One of the obtained job descriptions is that of the post of a communication officer. The human resource department describes the purpose of the position that it advertised, including the roles that successful employees will perform. This document may also be used as an indicator of the recruitment process within the organization. It begins with the roles of the communication officer, which are indicated as the production of communication materials within the organization and to the other individuals and organization as need dictates. Communication encompasses internal and external engagement within the organization. Like most other organizations, the human resource department at World Vision Mozambique proceeds to highlight some of the goals that successful candidates will have to accomplish.
The major responsibilities for the communications officer are also highlighted in the document. The department summarizes these roles as communication between the public and donors, media communications, advocacy communications, emergency communications, and internal communications.
According to Korezis and Panagiotis (2008), the threshold for any job vacancy should be indicated in the job advertisement or the job description, which is done in the case of World Vision Mozambique. The part on knowledge and skills for the selected candidates is useful in determining the recruitment process in this NGO since it indicates the qualifications that most of its employees possess. For the communications officer, World Vision Mozambique requires a person who holds a diploma or experience in journalism as a basic qualification since many individuals throughout the world have similar qualifications.
The second thing that may be deduced from the job description is the diverse nature of the individuals who are sought for this particular job. The required language is mainly Portuguese, with knowledge and skills in English being an added advantage. This specification means that the individuals whom the organization is seeking for this post should be diverse and/or able to communicate in the language of the locals and in English. The specification means that foreigners may be allowed to apply for this position. The organization requires candidates to have a personal faith and commitment to Jesus Christ, with this aspect being expressed in the mission, vision, and core values of World Vision Mozambique. This requirement that the candidates be Christians is another factor that may hinder the diversification of the organization and eventual loss of staff.
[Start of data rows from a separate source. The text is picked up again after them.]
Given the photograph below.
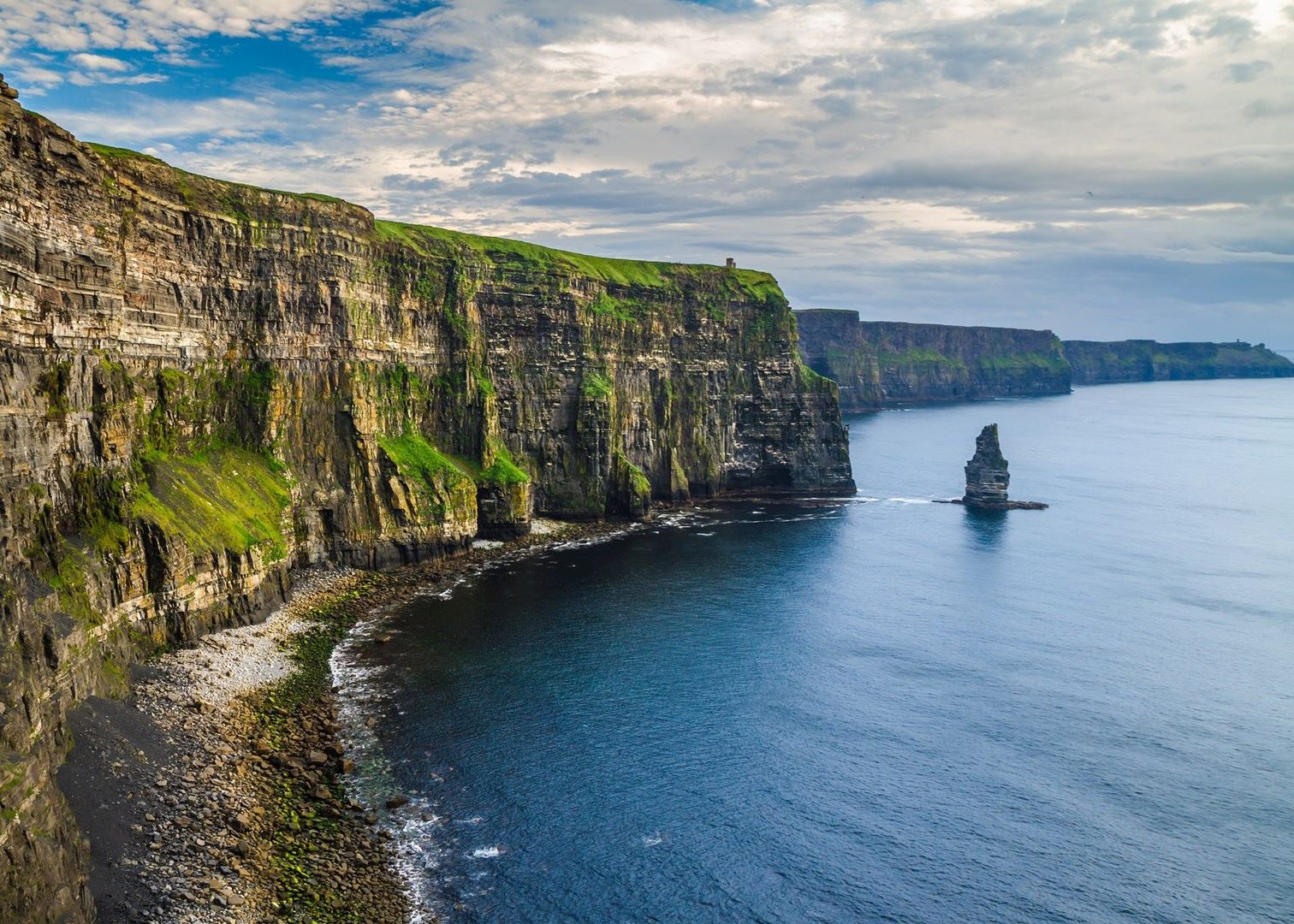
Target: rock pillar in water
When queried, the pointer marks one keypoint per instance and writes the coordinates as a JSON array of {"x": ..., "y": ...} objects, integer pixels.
[{"x": 986, "y": 472}]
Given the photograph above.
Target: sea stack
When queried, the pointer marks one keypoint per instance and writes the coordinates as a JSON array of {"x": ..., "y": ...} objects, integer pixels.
[
  {"x": 986, "y": 472},
  {"x": 988, "y": 477}
]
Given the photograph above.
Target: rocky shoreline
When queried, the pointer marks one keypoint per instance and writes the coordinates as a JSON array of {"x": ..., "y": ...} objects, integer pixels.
[{"x": 217, "y": 791}]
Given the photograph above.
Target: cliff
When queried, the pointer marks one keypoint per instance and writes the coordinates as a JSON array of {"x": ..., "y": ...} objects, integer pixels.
[
  {"x": 879, "y": 364},
  {"x": 207, "y": 385},
  {"x": 1096, "y": 363},
  {"x": 884, "y": 363}
]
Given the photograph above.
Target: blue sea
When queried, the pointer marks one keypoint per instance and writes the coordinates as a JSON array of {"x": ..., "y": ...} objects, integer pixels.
[{"x": 884, "y": 708}]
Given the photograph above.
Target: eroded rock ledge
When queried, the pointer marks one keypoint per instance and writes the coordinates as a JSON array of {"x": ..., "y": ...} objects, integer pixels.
[{"x": 207, "y": 385}]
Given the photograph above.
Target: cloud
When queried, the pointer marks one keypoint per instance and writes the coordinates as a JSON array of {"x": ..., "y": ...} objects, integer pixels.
[
  {"x": 975, "y": 161},
  {"x": 75, "y": 25},
  {"x": 100, "y": 62},
  {"x": 1248, "y": 71}
]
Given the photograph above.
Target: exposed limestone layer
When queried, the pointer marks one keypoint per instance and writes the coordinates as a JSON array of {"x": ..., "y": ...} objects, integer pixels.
[
  {"x": 879, "y": 364},
  {"x": 885, "y": 363},
  {"x": 1097, "y": 363},
  {"x": 988, "y": 477},
  {"x": 205, "y": 385}
]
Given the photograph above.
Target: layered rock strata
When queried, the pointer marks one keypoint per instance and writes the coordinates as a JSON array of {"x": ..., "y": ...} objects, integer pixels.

Organizations that have racial or religious profiling often lose some of their members who are not comfortable with these requirements. Some of the staff members who are shortlisted in the recruitment process may possess special abilities and qualifications despite their differences in religion. This situation should not be used as a means of recruiting and excluding candidates in the recruitment process (Korezis, & Panagiotis, 2008). Apart from cultural differences at the workplace, religious diversity should lead to workplace diversity and increased productivity. Another significant finding from the job specification provided in the organization is the interaction that is required between employees and the management.
The culture of the area in which World Vision Mozambique operates is diverse, with many communities finding their home here. The requirement is that the organization should ensure that the recruitment is fair and balanced. Nwaiwu (2013) asserts that the disparity between employees of different races and tribes in a culturally diverse area may be a challenge for organizations. Significant effort should be put towards the recruitment of diverse employees, which should ensure increased number of races, nationalities, and tribes within the organization. World Vision Mozambique fits one of the organizations with a diverse workforce, with over 10% of the employees being expatriates. The rest of the employees, over 90%, are from different areas within Mozambique.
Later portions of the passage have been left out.